Indicator geostatistics was built in the early 1980s at Stanford University by André Journel, building on the foundational kriging math developed by Georges Matheron at the École des Mines de Paris in the 1960s. The free GSLIB software library released by Deutsch and Journel in 1992 made the technique broadly available to the petroleum industry without requiring proprietary software, and most modern reservoir modeling tools (Petrel, RMS, JewelSuite) include indicator simulation as a standard option.

What Indicator Methods Do, Explained Simply

Imagine you have porosity measurements at three wells. Well A reads 22 percent. Well B reads 4 percent. Well C reads 23 percent. You want to fill in a map of the entire field between those wells, including a fourth location where you might drill next.

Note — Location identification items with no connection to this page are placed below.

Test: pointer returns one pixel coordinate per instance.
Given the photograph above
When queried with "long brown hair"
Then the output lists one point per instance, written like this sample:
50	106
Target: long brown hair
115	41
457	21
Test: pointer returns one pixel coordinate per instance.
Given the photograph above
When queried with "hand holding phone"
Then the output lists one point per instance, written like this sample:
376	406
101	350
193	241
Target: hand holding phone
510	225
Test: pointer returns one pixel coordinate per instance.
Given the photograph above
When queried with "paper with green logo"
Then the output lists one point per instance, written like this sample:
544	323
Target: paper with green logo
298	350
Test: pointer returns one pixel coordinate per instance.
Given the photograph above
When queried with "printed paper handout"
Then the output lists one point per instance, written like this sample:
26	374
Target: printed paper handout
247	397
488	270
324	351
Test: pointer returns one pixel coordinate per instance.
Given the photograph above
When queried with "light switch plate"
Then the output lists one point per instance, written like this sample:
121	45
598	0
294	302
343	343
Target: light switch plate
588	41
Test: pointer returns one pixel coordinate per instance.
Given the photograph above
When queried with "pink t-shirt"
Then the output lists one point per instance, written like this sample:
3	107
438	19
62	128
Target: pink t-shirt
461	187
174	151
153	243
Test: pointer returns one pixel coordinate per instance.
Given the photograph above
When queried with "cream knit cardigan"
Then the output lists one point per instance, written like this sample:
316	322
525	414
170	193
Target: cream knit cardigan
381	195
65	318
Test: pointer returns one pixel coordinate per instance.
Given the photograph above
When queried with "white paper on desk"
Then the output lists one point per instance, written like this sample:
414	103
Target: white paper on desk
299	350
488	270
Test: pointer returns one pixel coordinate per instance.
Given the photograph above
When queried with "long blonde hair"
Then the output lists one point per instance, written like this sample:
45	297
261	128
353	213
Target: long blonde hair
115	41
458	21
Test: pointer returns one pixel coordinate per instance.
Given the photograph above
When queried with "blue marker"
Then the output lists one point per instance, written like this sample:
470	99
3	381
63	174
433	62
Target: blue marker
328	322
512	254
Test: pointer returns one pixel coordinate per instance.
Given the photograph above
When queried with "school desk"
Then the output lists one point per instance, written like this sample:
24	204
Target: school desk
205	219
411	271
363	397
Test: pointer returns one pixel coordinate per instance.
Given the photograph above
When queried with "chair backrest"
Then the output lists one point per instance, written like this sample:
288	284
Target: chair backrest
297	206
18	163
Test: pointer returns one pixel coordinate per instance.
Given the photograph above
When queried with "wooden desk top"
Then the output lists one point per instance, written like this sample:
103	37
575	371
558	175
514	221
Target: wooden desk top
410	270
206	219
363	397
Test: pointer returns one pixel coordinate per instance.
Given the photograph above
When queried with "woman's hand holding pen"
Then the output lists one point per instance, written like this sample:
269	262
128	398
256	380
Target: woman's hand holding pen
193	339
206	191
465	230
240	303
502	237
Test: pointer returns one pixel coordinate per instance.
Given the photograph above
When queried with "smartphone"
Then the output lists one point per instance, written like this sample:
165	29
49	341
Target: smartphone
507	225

The traditional approach (sequential Gaussian simulation, the most common alternative) assumes the porosity in this field follows a bell curve, and it picks a value for the new location somewhere near the average. If the average is 14 percent, the simulation tends to predict porosity around 14 percent at the new location. The problem is that real reservoirs often do not have a bell-curve distribution. In a vuggy carbonate, the rock is either tight matrix at 4 percent porosity or vuggy dolomite at 22 percent. There is very little rock at 14 percent. The Gaussian model averages those two populations into a fictional middle that does not exist.

An indicator method handles this differently. Instead of asking "what is the porosity here," it asks a series of yes-or-no questions: "is the porosity above 5 percent here? Above 10? Above 15? Above 20?" Each question becomes a separate map. At a location like Well B, the answer to all four is "no." At Well A or C, the answer to all four is "yes." Between the wells, the maps capture the probability of each "yes" at each point. Stack the maps together, and you get a full porosity model that respects the actual two-peaked distribution rather than smoothing it into a misleading average.

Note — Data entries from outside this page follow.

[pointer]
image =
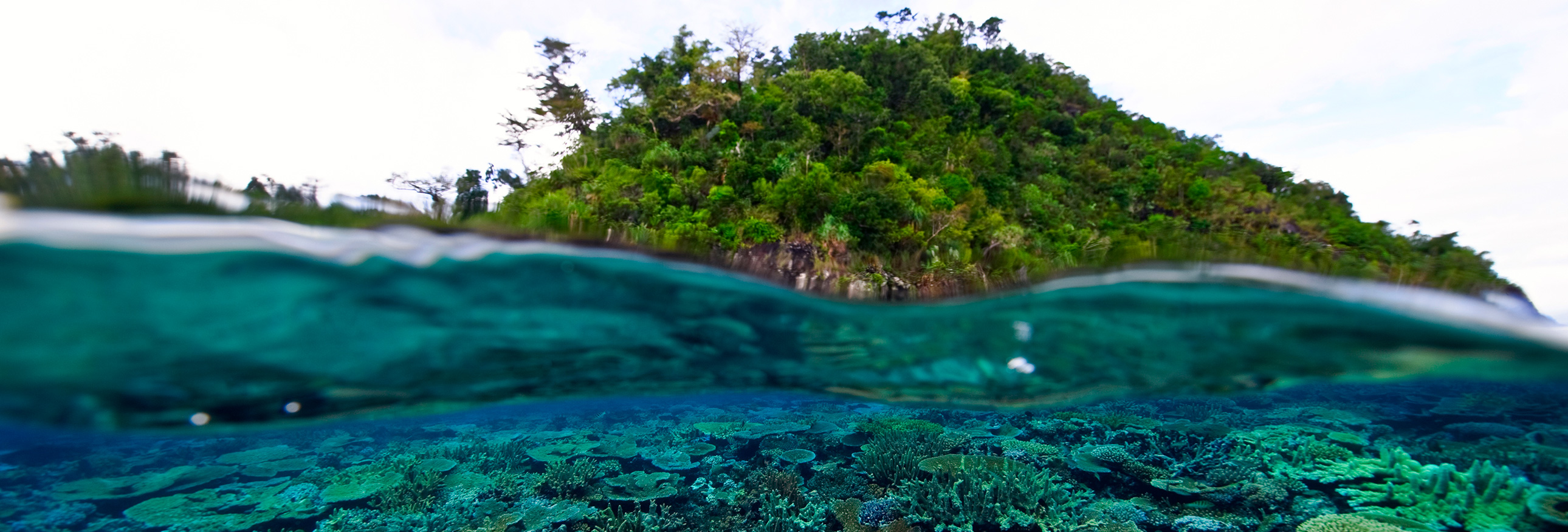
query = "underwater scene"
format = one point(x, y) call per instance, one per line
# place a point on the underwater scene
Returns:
point(225, 375)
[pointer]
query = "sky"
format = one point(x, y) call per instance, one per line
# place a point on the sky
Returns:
point(1439, 113)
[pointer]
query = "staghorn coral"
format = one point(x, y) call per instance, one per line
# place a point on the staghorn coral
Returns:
point(1344, 523)
point(1550, 506)
point(1482, 497)
point(640, 485)
point(571, 479)
point(228, 509)
point(1007, 497)
point(174, 479)
point(898, 448)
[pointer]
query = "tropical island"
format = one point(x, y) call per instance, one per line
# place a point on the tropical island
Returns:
point(918, 159)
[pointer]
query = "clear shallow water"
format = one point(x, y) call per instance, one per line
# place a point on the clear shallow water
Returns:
point(233, 375)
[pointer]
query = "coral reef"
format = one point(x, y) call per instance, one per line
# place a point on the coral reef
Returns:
point(1402, 459)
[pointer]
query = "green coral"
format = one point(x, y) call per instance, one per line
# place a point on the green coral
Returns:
point(229, 509)
point(898, 448)
point(961, 463)
point(258, 456)
point(571, 479)
point(1006, 497)
point(640, 485)
point(174, 479)
point(1482, 497)
point(1344, 523)
point(1550, 506)
point(358, 482)
point(562, 451)
point(537, 514)
point(1040, 449)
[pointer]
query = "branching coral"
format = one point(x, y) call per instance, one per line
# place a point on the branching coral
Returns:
point(1004, 497)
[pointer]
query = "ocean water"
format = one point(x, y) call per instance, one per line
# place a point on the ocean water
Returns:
point(204, 375)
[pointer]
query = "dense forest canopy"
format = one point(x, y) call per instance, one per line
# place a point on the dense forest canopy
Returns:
point(946, 149)
point(937, 154)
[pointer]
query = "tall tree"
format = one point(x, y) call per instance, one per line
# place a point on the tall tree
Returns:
point(560, 102)
point(433, 186)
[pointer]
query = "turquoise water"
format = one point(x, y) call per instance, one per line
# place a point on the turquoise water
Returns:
point(239, 375)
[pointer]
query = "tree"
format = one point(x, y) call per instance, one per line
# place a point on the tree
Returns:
point(742, 41)
point(560, 102)
point(433, 186)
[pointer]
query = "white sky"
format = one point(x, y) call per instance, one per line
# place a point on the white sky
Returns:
point(1439, 112)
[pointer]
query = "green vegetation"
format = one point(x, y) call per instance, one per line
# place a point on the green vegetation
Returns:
point(937, 157)
point(926, 152)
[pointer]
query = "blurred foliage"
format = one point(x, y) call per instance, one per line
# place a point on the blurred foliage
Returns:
point(940, 152)
point(943, 149)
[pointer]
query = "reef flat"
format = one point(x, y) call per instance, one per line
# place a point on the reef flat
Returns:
point(1418, 457)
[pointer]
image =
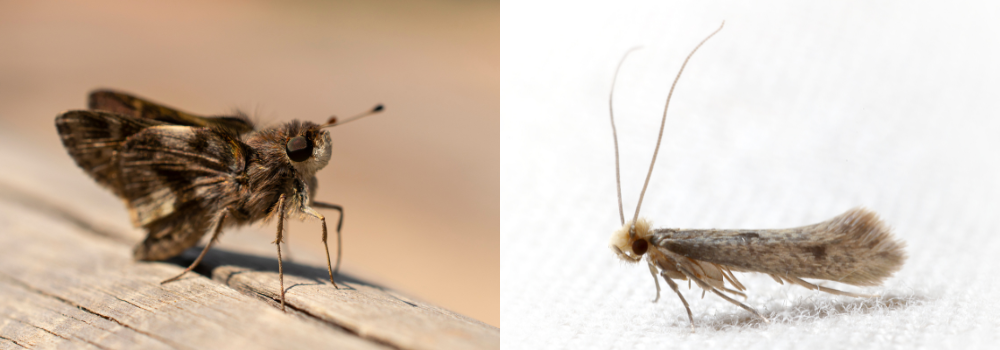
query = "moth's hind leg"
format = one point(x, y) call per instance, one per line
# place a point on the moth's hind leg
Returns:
point(220, 218)
point(333, 270)
point(706, 286)
point(673, 285)
point(799, 281)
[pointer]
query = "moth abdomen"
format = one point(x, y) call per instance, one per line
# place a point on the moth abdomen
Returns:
point(854, 248)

Where Indicator Methods Earn Their Keep

Vuggy carbonates are the classic case. Reefal limestones in many Middle East fields, the Smackover dolomites of the US Gulf Coast, and the Devonian carbonates of the Western Canadian Sedimentary Basin all show bimodal porosity. Indicator methods preserve the two populations in the simulation. A reservoir engineer running flow models on a vuggy carbonate built by Gaussian simulation often finds the simulator predicts uniform moderate flow. Reality shows early water breakthrough through the high-porosity vuggy network. The flow model built on indicator-simulated porosity matches the observed behavior much better.

The other strength is facies modeling. When a reservoir contains discrete rock types (sand, shale, coal, carbonate), each can be its own indicator class. The simulation places facies bodies according to their indicator variograms, which capture the size and shape of the bodies in each direction. The output is a 3D model of facies that respects the geological architecture rather than smearing it into continuous gradients.

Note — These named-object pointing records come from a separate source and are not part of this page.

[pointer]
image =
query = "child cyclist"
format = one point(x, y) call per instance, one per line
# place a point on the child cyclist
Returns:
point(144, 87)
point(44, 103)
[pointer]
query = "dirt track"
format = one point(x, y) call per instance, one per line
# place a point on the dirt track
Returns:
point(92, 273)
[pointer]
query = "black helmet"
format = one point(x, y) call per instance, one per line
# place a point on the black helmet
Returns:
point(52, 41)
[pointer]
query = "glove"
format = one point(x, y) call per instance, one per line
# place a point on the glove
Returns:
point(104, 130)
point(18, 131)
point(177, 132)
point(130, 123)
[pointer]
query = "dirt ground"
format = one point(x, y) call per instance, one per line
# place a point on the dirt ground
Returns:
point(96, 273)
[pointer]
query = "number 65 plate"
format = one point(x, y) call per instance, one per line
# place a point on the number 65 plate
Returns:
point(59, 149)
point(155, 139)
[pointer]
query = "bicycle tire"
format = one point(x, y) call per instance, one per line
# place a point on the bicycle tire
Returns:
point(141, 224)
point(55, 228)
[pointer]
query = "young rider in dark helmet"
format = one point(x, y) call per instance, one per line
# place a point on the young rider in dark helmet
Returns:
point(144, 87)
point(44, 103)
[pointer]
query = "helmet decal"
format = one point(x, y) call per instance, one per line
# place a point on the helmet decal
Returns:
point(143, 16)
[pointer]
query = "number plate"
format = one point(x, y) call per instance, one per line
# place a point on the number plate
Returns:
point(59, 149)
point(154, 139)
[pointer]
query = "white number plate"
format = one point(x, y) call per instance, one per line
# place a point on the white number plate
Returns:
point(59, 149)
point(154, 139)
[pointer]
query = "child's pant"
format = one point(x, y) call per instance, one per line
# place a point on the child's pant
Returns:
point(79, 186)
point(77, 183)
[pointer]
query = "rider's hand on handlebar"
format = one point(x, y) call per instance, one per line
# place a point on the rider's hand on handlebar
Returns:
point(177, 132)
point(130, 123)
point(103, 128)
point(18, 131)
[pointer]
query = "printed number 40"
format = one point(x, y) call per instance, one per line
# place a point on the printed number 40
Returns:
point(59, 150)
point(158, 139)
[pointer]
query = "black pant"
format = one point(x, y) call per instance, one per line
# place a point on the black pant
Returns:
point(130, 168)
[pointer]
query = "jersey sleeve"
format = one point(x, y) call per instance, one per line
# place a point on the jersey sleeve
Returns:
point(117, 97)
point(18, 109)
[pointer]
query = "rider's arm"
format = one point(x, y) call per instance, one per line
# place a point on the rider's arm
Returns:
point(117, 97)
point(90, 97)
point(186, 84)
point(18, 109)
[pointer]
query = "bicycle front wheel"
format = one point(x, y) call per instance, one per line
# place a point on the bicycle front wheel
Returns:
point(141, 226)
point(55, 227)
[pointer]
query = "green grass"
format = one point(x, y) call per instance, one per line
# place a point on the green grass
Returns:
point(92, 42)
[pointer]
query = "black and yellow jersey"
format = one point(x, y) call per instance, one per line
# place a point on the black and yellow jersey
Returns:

Indicator methods are also called indicator geostatistics, sequential indicator simulation (SIS), or indicator kriging. The categorical version used for facies modeling is sometimes just called facies simulation or indicator-based facies simulation. Related terms include sequential Gaussian simulation (SGS, the most common alternative for continuous properties; assumes a bell-curve distribution and is simpler to implement, but smears bimodal distributions into a fictional average), variogram (the spatial correlation model in geostatistics; indicator methods need a separate variogram at each threshold, which is more modeling work than Gaussian simulation requires), kriging (the linear estimation method underlying both Gaussian and indicator simulation; uses spatial correlation to weight nearby data points when predicting at an unsampled location), facies (a body of rock with a particular combination of lithology, texture, and depositional setting; indicator methods are commonly used to simulate the spatial arrangement of facies in a reservoir model), and multi-point geostatistics (MPS, a newer approach that uses training images to capture complex geological patterns indicator simulation cannot represent, such as sinuous fluvial channels).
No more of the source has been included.